A big regret was not going to Eel Pie Island when I was in London 1963-66.Most of the bands listed above played there including The Downliners Sect, The Yardbirds,The Tridents (featuring Jeff Beck) etc.
Never made that venue myself - must have been some experience seeing all those future superstars in their very early days. Think Graham Bond made it there a few times. He was another one of the "hatcheries"/incubators along with Alexis Korner & John Mayall.
Great memories...just found this...****, I wish I'd had a car in those days. Went out with a bird from Twickenham and another from Walton-on-Thames a few years later - bad timing.
Like you didn't have a car and based in Hornsey. What was great was the Campden Festival at Parliament Fields in the evening listening to bands for free Though Procul Harum buggered off after starting Whiter shade of Pale as they said there were bad viibes!!! Hammersmith Odeon for some decent groups? Saw Rainbow (Ritche Blackmore) at Finsbury Park Astoria which is a grade 11* listed building and now a Pentecostal Church !!!!!!
Great era wasn't it ? I left Hull for Leeds in mid-'65, left there for Canada in the summer of '72. I got involved with the entertainments committee @ Leeds University Students Union for that period and saw so many brilliant artists I can't believe I was so lucky looking back. I'm in the middle of compiling a list of all the bands/artists who played at the Union gigs over that period. I got a head start when The Who had a reprise of their original "Who Live at Leeds" gig ( I was at the original in 1970) in 2006. The University put out a 20-page glossy program detailing all the bands that had played at the Student Union venue between October '69 and May 2006. Close to 800 of 'em !. What was missing were the main years I was there from mid '65 to mid '69. Four years ago, on one of my trips back to see a few City games, I went back to Leeds and managed to get into the archives at Leeds University's library where they had a stash of the weekly Student News(paper) which advertised the dance/gigs with the performers playing. I got all the missing years except '66, so I'm hoping to complete the list on my next trip. If my memory serves me well, that was a brilliant year for many of the bands mentioned in this thread. All these bands loved the Leeds gigs - it was great publicity for them, and the various heads of the Ents Committees were well respected, the audience much appreciative. When complete I'll try to create an OT thread for this forum - there are plenty of music aficionados on this site who may well appreciate, no I'm sure do appreciate, that era & the immense impact it had on British music.

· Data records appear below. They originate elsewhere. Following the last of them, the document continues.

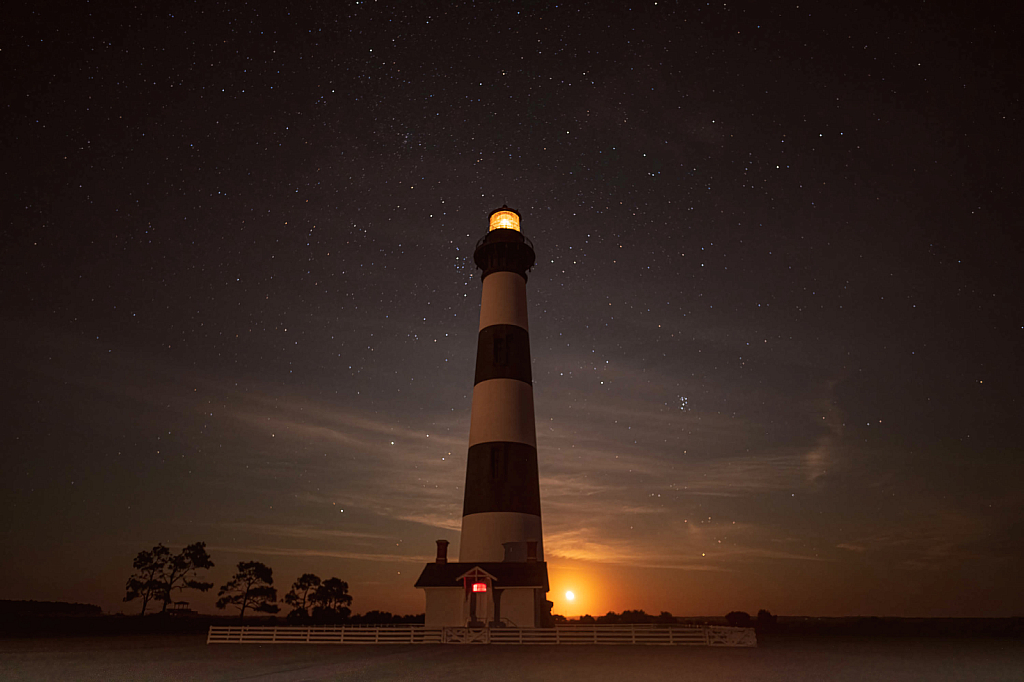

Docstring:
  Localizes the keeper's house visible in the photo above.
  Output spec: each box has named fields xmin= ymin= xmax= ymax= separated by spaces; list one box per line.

xmin=415 ymin=539 xmax=550 ymax=628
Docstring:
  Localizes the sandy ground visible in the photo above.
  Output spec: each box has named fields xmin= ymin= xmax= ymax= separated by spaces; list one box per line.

xmin=1 ymin=634 xmax=1022 ymax=681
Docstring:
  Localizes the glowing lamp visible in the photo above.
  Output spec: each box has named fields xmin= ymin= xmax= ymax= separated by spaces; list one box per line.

xmin=489 ymin=209 xmax=520 ymax=232
xmin=471 ymin=582 xmax=488 ymax=593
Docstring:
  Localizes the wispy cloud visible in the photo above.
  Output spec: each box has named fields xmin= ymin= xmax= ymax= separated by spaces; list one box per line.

xmin=207 ymin=544 xmax=431 ymax=564
xmin=830 ymin=507 xmax=1013 ymax=571
xmin=543 ymin=527 xmax=727 ymax=571
xmin=214 ymin=522 xmax=393 ymax=542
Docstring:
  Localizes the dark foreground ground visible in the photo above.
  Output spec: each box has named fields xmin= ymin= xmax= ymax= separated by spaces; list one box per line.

xmin=1 ymin=634 xmax=1022 ymax=681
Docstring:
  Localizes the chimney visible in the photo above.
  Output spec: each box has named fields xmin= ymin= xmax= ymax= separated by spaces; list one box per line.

xmin=435 ymin=539 xmax=450 ymax=564
xmin=526 ymin=541 xmax=538 ymax=563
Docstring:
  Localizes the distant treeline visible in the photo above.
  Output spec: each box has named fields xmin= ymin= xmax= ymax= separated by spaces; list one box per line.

xmin=557 ymin=609 xmax=678 ymax=624
xmin=0 ymin=600 xmax=102 ymax=617
xmin=347 ymin=611 xmax=424 ymax=625
xmin=556 ymin=610 xmax=1024 ymax=638
xmin=557 ymin=609 xmax=758 ymax=626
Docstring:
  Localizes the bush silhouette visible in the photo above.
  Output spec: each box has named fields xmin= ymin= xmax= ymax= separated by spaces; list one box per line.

xmin=725 ymin=611 xmax=752 ymax=627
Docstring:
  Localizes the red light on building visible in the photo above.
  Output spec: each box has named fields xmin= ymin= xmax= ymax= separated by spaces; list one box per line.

xmin=471 ymin=582 xmax=487 ymax=593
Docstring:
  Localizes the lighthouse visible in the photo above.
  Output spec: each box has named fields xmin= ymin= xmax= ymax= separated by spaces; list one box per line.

xmin=416 ymin=207 xmax=551 ymax=629
xmin=461 ymin=206 xmax=543 ymax=563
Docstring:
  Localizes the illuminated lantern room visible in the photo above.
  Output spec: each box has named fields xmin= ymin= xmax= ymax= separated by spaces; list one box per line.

xmin=489 ymin=207 xmax=521 ymax=232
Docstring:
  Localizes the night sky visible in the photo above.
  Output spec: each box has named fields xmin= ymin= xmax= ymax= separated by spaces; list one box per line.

xmin=3 ymin=1 xmax=1021 ymax=619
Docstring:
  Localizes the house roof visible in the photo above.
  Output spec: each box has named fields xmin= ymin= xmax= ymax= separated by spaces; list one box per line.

xmin=414 ymin=562 xmax=549 ymax=590
xmin=456 ymin=566 xmax=497 ymax=581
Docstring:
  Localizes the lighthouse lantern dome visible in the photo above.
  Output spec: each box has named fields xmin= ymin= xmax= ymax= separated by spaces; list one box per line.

xmin=488 ymin=207 xmax=521 ymax=232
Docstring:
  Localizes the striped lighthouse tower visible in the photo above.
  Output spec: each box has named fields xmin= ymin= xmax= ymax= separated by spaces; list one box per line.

xmin=459 ymin=206 xmax=544 ymax=564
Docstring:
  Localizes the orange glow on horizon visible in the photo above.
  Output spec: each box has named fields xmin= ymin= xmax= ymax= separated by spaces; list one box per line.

xmin=549 ymin=566 xmax=604 ymax=617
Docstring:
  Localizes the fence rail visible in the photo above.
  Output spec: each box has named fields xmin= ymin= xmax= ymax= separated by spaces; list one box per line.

xmin=207 ymin=624 xmax=756 ymax=647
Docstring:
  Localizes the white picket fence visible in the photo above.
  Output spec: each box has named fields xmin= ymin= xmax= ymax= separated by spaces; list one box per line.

xmin=207 ymin=625 xmax=444 ymax=644
xmin=207 ymin=624 xmax=756 ymax=647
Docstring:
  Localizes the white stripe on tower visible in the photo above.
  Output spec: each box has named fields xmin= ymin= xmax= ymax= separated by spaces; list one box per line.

xmin=479 ymin=271 xmax=530 ymax=332
xmin=460 ymin=513 xmax=544 ymax=564
xmin=467 ymin=379 xmax=536 ymax=447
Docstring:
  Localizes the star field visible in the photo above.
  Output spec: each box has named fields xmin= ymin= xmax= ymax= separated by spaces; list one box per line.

xmin=1 ymin=1 xmax=1021 ymax=617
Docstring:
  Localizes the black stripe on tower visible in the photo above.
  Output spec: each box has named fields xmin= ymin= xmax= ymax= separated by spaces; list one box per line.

xmin=462 ymin=441 xmax=542 ymax=516
xmin=474 ymin=324 xmax=532 ymax=385
xmin=474 ymin=229 xmax=535 ymax=281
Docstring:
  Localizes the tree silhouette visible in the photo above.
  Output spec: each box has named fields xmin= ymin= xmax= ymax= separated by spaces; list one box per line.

xmin=311 ymin=577 xmax=352 ymax=623
xmin=123 ymin=542 xmax=214 ymax=615
xmin=124 ymin=544 xmax=171 ymax=615
xmin=757 ymin=609 xmax=778 ymax=631
xmin=216 ymin=561 xmax=280 ymax=618
xmin=159 ymin=542 xmax=214 ymax=612
xmin=283 ymin=573 xmax=321 ymax=621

Indeed. The US scene inspired most, if not all, of the future blues/rock stars from the UK, who added their own "flavour" to it. They don't hide it.
I went to a New Year's Eve ball at Willerby Manor about twenty years ago and Marty Wilde was the live act, everyone was rat arsed and there was a bread roll fight, the poor bloke looked like he'd rather be anywhere else.
Would you expect anything else based on the probable average age of the audience ? I'm guessing it will be 50+
Agreed ^^^^ this. I had hoped to get a ticket to see the one off FACES charity gig in London earlier this month. Oh well. Sadly only 3 of them left alive now. Ronnie Lane died back in 1997 and Ian McLagan died last year. Great band back in the day. I also liked The Small Faces. Steve Marriott (who was also in Humble Pie with Peter Frampton) had a great rock voice. Sadly SM died back in april 1991 in a garage fire. Not a band to grow old in some cases, sadly enough.
Tickets selling fast, could not get two together on the pitch, the best I could get isin the north stand.